Except Trump rather clearly accepted Kim’s word as reality. In his exit news conference in Hanoi, Trump repeatedly made the case for how Kim wouldn’t have known about it and said explicitly that he believed that explanation.

To wit:

  • “I really believe something very bad happened to [Warmbier], and I don’t think that the top leadership knew about it.”
  • “I did speak about it, and I don’t believe that [Kim] would’ve allowed that to happen. Just wasn’t to his advantage to allow that to happen. Those prisons are rough. They’re rough places. And bad things happened. But I really don’t believe that he was — I don’t believe he knew about it.”
  • “He felt badly about it. I did speak to him. He felt very badly. But he knew the case very well, but he knew it later.”

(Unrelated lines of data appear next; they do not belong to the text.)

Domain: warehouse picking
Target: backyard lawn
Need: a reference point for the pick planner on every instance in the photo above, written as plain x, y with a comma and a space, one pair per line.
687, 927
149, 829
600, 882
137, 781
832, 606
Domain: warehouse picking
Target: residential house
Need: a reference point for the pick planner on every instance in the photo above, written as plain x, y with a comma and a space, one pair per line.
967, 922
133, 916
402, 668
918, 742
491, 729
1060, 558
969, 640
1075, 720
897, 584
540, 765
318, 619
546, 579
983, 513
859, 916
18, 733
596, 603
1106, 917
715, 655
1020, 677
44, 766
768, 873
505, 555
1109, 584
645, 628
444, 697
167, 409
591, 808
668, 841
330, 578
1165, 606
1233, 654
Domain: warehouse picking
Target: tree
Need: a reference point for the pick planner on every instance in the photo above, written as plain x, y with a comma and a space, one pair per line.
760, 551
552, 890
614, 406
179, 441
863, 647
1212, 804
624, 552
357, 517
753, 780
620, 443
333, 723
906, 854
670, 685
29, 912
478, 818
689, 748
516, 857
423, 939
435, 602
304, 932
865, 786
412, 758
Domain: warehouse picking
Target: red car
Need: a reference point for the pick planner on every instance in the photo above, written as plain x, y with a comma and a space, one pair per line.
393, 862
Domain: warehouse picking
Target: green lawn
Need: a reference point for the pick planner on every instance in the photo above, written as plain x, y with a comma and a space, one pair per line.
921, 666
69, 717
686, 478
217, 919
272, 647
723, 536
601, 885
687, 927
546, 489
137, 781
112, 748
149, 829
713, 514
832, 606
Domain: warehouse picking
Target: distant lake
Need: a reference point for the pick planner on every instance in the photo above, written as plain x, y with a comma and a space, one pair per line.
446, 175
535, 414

Saying he takes people at their word is actually how Trump has talked about these issues in the past — specifically when it comes to Russian President Vladimir Putin denying 2016 election interference and Saudi Crown Prince Mohammed bin Salman denying involvement in the murder of Jamal Khashoggi, a Washington Post contributing columnist. But in this case Trump went even further and said he believed the explanation, too. And it’s unambiguous.

As for Bolton’s other appearance — on CNN’s “State of the Union” — it might actually be more painful:

JAKE TAPPER: Do you take Kim Jong Un at his word?
BOLTON: The president takes him at his word.
(CROSSTALK)
TAPPER: No, I know he does, but what about you?
BOLTON: My opinion doesn’t matter. My opinion is that ...
(CROSSTALK)
TAPPER: You're the national security adviser to the president.
BOLTON: Right. I’m not ...
TAPPER: Your opinion matters quite a bit.
BOLTON: I am not the national security decision-maker. That’s his view.

“That’s his view.” Bolton, a notorious hawk on North Korea and many other issues, might as well have said out loud that he didn’t agree with Trump. If he did, there’s no reason to decline to subscribe himself to Trump’s view and say his own opinion doesn’t matter.

This calls to mind then-Trump campaign chairman Paul Manafort’s tortured response to whether Trump did business with Russian oligarchs. “That — that’s what he said,” Manafort replied. “I — that’s what I s — that’s obviously what the — our position is.”

When you don’t want to associate yourself with Trump’s claims, you simply state that it’s the company line and that Trump speaks for himself. But when your national security adviser has to both rewrite history about your comments and distance themselves from them, you can get a pretty good idea exactly what he thinks of what the boss just said.